England Respiratory Virus Forecast

Developed by Tom Knight

This dashboard provides a comprehensive 52-week forecast for Influenza and COVID-19. By analysing trends in PCR Positivity, Hospital Admissions, and ICU usage, these models support healthcare resource planning and early warning systems.

The predictions are generated using a Hybrid Machine Learning strategy (HistGradientBoostingRegressor). The system is fully automated: it retrieves live data directly from the UKHSA public API and retrains every week via GitHub Actions.

Last updated: ... • Data reflects specimen dates.

Influenza (Flu)LIVE FORECAST

PCR Positivity Rate
Percentage of tests returning positive for Influenza
Hospital Admission Rate
Admissions per 100,000 population (Weekly)
ICU / HDU Admission Rate
Critical care admissions per 100,000 population

COVID-19LIVE FORECAST

PCR Positivity Rate
7-Day Rolling Average (%)
Hospital Admissions
Total Weekly Count (Sum of Daily Admissions)

Model Diagnostics

Accuracy (Backtest)
Actual vs Predicted (Past 52 Weeks)
Explainable AI
Feature Importance Drivers
Waiting for data...
Error Bias
Residual Distribution (Bell Curve = Good)
Waiting for data...

Technical Methodology

Our forecasting engine utilises a Hybrid Approach. We first isolate the predictable seasonal cycle, and then use Scikit-Learn's HistGradientBoostingRegressor to model the residuals (the difference between the seasonal baseline and reality).

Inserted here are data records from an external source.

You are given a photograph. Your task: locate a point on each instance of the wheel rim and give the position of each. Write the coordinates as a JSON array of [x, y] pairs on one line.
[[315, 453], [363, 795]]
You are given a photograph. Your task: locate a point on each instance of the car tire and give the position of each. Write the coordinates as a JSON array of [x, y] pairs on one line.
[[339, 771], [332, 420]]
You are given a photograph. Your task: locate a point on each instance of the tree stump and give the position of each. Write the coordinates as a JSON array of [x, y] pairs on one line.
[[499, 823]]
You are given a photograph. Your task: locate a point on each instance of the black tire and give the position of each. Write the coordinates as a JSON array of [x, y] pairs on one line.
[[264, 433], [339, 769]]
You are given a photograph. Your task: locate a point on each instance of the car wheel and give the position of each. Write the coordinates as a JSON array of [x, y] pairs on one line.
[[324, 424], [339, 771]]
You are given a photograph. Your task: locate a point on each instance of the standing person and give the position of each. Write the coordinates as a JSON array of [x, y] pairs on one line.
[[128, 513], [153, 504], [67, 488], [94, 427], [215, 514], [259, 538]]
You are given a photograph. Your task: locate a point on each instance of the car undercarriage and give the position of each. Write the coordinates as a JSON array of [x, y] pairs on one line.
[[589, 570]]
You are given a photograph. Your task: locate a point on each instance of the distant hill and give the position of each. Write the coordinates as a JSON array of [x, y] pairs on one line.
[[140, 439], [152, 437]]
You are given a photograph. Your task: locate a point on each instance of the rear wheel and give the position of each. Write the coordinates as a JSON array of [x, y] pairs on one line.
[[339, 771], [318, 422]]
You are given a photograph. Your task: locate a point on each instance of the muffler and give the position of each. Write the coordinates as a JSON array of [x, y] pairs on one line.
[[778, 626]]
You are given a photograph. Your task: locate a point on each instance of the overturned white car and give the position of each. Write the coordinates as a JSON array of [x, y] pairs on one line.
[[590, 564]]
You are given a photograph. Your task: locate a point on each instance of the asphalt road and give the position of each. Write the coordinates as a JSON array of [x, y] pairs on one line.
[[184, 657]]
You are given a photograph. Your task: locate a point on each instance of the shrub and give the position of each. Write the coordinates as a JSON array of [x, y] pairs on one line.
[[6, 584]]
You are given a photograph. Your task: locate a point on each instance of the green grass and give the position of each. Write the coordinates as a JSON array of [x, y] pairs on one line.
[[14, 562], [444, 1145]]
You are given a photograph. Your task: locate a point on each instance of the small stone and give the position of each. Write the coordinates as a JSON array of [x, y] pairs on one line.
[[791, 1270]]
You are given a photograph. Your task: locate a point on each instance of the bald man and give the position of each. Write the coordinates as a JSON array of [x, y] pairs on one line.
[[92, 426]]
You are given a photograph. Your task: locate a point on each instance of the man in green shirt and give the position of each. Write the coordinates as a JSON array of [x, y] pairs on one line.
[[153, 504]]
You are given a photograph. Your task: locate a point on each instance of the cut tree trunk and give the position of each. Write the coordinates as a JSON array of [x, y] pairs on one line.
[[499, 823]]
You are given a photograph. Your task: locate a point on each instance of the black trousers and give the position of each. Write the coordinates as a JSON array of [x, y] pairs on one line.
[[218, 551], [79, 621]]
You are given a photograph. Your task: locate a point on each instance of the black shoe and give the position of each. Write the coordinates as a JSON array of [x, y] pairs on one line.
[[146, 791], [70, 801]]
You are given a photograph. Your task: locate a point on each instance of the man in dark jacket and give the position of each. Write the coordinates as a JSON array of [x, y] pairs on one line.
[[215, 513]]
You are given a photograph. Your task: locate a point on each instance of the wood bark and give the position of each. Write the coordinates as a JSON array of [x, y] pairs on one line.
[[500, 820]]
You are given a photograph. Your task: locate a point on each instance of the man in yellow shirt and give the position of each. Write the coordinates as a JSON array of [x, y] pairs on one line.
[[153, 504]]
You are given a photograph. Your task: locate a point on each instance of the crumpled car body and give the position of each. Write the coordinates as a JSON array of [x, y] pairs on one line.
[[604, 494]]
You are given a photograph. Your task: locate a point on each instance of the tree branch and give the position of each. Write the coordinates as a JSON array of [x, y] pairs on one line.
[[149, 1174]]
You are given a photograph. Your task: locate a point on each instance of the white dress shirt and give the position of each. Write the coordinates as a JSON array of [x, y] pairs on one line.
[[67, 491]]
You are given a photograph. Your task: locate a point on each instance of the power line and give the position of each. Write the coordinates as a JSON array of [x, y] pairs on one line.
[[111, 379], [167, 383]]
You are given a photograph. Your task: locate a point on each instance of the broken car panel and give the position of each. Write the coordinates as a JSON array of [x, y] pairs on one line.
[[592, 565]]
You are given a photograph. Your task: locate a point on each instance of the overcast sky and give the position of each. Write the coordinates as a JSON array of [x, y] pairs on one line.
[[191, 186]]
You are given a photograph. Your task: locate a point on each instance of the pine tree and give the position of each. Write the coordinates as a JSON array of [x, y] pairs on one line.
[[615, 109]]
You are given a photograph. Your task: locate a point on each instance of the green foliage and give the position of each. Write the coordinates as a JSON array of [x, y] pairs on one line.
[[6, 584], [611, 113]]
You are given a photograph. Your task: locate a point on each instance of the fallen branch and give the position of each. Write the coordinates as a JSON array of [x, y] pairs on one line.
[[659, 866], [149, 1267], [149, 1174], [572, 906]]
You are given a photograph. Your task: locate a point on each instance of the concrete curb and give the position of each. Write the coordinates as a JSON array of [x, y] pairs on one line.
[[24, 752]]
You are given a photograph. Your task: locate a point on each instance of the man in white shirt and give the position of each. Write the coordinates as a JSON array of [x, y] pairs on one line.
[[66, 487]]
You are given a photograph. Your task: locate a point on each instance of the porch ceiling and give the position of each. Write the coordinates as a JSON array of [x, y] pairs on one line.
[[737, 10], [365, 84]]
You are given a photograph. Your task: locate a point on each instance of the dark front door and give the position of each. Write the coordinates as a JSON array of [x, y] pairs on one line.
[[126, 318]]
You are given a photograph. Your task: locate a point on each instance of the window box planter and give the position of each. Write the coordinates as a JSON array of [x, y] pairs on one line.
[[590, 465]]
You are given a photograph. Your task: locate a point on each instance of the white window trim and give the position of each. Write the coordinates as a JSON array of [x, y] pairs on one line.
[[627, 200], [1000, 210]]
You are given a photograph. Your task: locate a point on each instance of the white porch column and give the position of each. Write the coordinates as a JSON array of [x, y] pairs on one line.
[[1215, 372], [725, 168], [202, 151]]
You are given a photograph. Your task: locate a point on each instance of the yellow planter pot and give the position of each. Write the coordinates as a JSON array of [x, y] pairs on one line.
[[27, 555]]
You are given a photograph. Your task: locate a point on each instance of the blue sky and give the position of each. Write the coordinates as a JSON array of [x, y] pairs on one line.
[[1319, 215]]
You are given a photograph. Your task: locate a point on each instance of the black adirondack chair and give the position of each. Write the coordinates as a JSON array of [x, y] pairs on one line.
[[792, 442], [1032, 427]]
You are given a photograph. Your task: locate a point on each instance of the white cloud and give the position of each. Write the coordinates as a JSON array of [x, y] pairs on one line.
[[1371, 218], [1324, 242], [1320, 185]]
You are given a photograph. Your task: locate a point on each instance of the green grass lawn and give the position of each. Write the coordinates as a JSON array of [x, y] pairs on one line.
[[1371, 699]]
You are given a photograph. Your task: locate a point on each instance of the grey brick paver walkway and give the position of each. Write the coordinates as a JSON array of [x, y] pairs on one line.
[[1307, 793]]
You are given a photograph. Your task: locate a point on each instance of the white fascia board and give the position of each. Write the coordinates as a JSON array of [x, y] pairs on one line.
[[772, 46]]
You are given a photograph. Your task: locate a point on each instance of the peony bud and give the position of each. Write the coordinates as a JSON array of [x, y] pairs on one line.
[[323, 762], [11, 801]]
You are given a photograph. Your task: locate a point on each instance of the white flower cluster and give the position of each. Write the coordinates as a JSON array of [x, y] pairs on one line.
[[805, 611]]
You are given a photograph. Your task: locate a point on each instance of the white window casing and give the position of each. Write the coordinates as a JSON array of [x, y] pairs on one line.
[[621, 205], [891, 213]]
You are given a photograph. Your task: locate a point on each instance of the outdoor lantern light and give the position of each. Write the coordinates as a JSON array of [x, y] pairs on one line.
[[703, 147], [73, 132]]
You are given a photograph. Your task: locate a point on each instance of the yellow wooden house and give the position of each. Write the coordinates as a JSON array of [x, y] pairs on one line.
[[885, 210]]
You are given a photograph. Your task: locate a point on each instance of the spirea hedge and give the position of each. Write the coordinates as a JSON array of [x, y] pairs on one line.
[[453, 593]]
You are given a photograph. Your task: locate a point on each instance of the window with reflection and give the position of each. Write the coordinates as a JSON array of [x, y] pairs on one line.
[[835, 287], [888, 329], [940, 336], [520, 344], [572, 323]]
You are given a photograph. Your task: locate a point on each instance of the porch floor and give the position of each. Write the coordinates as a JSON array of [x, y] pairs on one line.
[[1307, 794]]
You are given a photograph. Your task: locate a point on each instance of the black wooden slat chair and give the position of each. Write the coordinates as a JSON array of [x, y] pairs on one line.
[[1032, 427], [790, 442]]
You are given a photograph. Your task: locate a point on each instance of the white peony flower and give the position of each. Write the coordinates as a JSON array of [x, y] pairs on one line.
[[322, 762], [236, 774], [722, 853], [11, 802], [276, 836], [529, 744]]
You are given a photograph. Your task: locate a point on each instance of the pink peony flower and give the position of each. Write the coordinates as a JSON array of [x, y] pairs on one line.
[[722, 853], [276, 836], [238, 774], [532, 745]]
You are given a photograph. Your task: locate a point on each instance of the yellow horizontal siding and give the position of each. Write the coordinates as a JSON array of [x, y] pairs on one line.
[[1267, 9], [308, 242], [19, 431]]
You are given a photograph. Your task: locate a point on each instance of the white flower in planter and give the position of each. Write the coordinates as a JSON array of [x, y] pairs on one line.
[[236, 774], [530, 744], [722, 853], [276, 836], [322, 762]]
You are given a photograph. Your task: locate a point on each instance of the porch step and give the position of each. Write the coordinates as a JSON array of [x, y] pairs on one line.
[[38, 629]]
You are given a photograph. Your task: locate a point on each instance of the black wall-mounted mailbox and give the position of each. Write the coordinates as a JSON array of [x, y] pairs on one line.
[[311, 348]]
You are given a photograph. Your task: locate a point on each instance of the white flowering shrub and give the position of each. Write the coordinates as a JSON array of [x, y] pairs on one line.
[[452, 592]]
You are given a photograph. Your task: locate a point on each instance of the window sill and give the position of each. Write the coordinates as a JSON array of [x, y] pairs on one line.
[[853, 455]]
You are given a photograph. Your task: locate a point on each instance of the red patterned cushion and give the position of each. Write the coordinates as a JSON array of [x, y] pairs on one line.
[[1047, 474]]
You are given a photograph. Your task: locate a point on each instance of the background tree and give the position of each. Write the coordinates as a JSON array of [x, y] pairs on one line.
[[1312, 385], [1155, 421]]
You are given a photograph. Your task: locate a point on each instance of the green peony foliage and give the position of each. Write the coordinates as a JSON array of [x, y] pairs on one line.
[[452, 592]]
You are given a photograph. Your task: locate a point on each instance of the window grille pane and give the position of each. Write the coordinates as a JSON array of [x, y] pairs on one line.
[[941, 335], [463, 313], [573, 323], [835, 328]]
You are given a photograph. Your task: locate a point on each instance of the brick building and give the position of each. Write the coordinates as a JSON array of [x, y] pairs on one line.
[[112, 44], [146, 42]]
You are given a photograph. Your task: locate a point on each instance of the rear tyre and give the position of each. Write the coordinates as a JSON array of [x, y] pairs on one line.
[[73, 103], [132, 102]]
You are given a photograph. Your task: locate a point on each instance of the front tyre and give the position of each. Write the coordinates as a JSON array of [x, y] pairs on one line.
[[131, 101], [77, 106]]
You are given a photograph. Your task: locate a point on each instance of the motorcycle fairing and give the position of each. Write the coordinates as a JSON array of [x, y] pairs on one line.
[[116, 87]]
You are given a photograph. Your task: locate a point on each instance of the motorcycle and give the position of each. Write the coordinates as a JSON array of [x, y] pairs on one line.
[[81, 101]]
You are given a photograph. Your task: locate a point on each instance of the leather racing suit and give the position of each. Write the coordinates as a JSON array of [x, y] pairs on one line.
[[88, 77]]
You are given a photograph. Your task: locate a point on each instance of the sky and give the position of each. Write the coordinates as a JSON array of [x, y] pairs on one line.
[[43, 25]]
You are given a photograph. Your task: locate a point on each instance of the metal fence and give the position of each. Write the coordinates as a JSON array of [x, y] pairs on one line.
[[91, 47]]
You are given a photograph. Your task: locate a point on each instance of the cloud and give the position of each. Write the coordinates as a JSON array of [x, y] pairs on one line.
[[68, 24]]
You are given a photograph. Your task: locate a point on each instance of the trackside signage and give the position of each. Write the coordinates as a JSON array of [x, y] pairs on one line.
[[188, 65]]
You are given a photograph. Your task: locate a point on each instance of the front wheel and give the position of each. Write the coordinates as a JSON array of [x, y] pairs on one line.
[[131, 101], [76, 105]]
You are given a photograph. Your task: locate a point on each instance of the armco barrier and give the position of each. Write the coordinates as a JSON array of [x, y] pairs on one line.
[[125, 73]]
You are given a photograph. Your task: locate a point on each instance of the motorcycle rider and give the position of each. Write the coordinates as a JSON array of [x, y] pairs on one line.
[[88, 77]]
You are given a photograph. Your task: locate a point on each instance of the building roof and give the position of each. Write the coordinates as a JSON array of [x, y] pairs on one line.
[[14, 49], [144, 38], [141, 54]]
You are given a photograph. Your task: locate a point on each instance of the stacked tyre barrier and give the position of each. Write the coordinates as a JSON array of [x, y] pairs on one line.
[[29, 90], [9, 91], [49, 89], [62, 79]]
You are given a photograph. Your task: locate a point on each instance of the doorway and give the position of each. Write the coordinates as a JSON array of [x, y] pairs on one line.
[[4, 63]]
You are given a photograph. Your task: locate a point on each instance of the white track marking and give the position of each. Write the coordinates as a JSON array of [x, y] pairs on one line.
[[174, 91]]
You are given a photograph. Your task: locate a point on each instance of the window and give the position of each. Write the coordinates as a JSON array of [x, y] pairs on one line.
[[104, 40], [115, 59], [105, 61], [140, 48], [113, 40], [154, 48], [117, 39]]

1. Histogram-Based Gradient Boosting (HGBR)

Histogram-Based Gradient Boosting is a sophisticated supervised machine learning algorithm designed to solve complex regression problems efficiently. It is an optimised evolution of traditional Gradient Boosting that groups continuous data into discrete 'bins' (histograms) rather than analysing every individual data point.

Step A: Data Discretisation (Binning)

Standard decision trees sort the feature values at every node split, which has a complexity of \(O(N \log N)\). HGBR instead discretises the continuous input features into integer-valued bins (max 255 bins).

$$ X_{binned} = \text{digitize}(X, \text{bins}) \in \{0, \dots, 255\} $$
Step B: The Additive Model

The model is an ensemble of \(M\) decision trees. It is an additive model where the prediction at step \(m\), denoted as \(F_m(x)\), is the sum of the previous prediction and a new tree \(h_m(x)\).

$$ F_m(x) = F_{m-1}(x) + \nu \cdot h_m(x) $$
Step C: Gradient Descent Optimisation

At each iteration \(m\), the new tree \(h_m(x)\) is trained to predict the negative gradient of the loss function. For our Least Squares loss function, this is the residual:

$$ r_i = - \frac{\partial L(y_i, F_{m-1}(x_i))}{\partial F_{m-1}(x_i)} = y_i - F_{m-1}(x_i) $$
2. Uncertainty Quantification

A single point forecast (the "mean") implies 100% certainty, which is scientifically inaccurate. To address this, we generate 90% Prediction Intervals (the shaded cones). We train three separate instances of the model using different loss functions:

  • Median (0.5): The most likely outcome.
  • Lower Bound (0.05): The 5th percentile (optimistic scenario).
  • Upper Bound (0.95): The 95th percentile (worst-case scenario).
3. Explainable AI (Feature Importance)

To demystify the "Black Box" nature of machine learning, we employ a technique called Permutation Importance. This evaluates the significance of each input feature (e.g., "Last Week's Cases" vs. "Seasonal Month") by randomly shuffling its values and measuring the resulting drop in model accuracy.


4. Python Implementation

Below are core snippets from the process_data.py script.

A. Dynamic Configuration
METRICS = {
    "positivity": { "topic": "Influenza", "metric_id": "influenza_testing_positivityByWeek" },
    "hospital": { "topic": "Influenza", "metric_id": "influenza_healthcare_hospitalAdmissionRateByWeek" }
}
B. Scikit-Learn HGBR Configuration

We leverage HistGradientBoostingRegressor due to its speed and native support for missing values (NaNs). We define three distinct model configurations to handle the point forecast (Mean) and uncertainty bounds (Quantiles).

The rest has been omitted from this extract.